It was fearfully tight under the arms and round the neck, and the new patent-leather boots pinched horribly, so that the radiant glow of satisfaction in the glory and honour of wearing it was tinctured with some pain and discomfort, for the day was unusually warm, almost oppressive, and the heavy cloth loaded with astrachan, the hot fur cap with its skull and cross-bones (the emblem which gives the regiment its name, the Toten-Kopf or Death’s-Head Hussars) combined with the cumbersome habit-skirt, weighted the Princess almost beyond endurance.

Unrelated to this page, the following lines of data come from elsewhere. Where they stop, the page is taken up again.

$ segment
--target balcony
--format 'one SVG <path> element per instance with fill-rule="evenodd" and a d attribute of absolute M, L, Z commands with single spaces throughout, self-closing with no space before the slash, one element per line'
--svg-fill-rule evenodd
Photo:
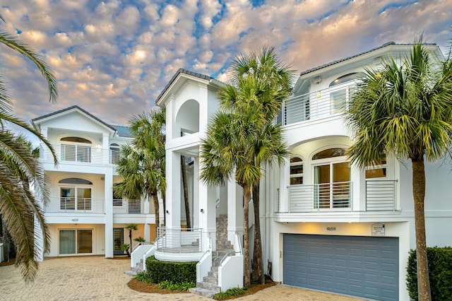
<path fill-rule="evenodd" d="M 58 161 L 61 163 L 105 165 L 117 164 L 119 151 L 95 148 L 91 146 L 72 144 L 52 144 Z M 40 146 L 40 159 L 53 163 L 53 157 L 45 145 Z"/>
<path fill-rule="evenodd" d="M 105 213 L 103 199 L 53 197 L 44 208 L 46 213 Z"/>
<path fill-rule="evenodd" d="M 282 102 L 281 124 L 289 125 L 338 114 L 345 109 L 356 88 L 356 81 L 348 81 L 308 94 L 295 96 Z"/>
<path fill-rule="evenodd" d="M 396 211 L 396 180 L 366 180 L 365 208 L 358 211 Z M 352 212 L 353 183 L 351 182 L 291 185 L 288 213 Z M 280 206 L 280 204 L 279 204 Z M 282 213 L 280 208 L 278 212 Z"/>
<path fill-rule="evenodd" d="M 113 213 L 145 214 L 144 201 L 141 200 L 114 199 Z"/>

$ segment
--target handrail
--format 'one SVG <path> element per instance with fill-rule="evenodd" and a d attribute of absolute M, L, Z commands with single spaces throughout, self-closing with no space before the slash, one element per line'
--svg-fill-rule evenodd
<path fill-rule="evenodd" d="M 240 253 L 240 255 L 243 255 L 243 252 L 242 252 L 242 242 L 240 241 L 240 235 L 239 235 L 239 232 L 237 231 L 235 231 L 235 236 L 237 237 L 237 242 L 239 243 L 239 252 Z M 237 254 L 237 252 L 236 252 L 235 254 Z"/>
<path fill-rule="evenodd" d="M 206 250 L 206 252 L 204 253 L 203 253 L 203 254 L 201 256 L 201 258 L 199 259 L 199 261 L 198 262 L 201 262 L 201 260 L 203 260 L 203 259 L 204 258 L 204 256 L 206 256 L 206 254 L 209 253 L 210 252 L 210 249 L 207 249 Z"/>
<path fill-rule="evenodd" d="M 226 258 L 229 257 L 230 256 L 231 256 L 231 254 L 229 254 L 229 252 L 228 252 L 228 253 L 226 253 L 226 254 L 225 254 L 225 256 L 223 256 L 223 257 L 222 257 L 222 258 L 221 259 L 221 260 L 220 261 L 220 265 L 221 266 L 221 265 L 222 264 L 223 261 L 225 261 L 225 259 L 226 259 Z"/>
<path fill-rule="evenodd" d="M 143 246 L 145 244 L 154 244 L 154 243 L 155 242 L 140 242 L 138 244 L 136 244 L 135 247 L 133 247 L 133 248 L 132 249 L 132 252 L 133 252 L 133 251 L 135 251 L 135 249 L 139 246 Z"/>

All the officers of the regiment had travelled from distant Danzig, a twelve hours’ journey, to be presented to their new colonel; and the Empress’s birthday table, with the usual dozen of new hats, received hardly any attention at all, every one being absorbed in the “new recruit” to His Majesty’s forces.
“She will ride at the head of the first regiment that invades England,” said the Emperor gaily to me.
“Yes, I hope so. Then we shall be delighted to see it,” was the only possible answer I could find.
“Oh yes! You will receive her with open arms, no doubt,” he laughed, but looked as though he were not quite sure of the matter.
But when his daughter the following year accompanied her parents to England for the unveiling of the Queen Victoria Memorial, although she did not arrive at the head of her regiment, she nevertheless managed to subjugate and be subjugated by that portion of England which came within her sphere of influence.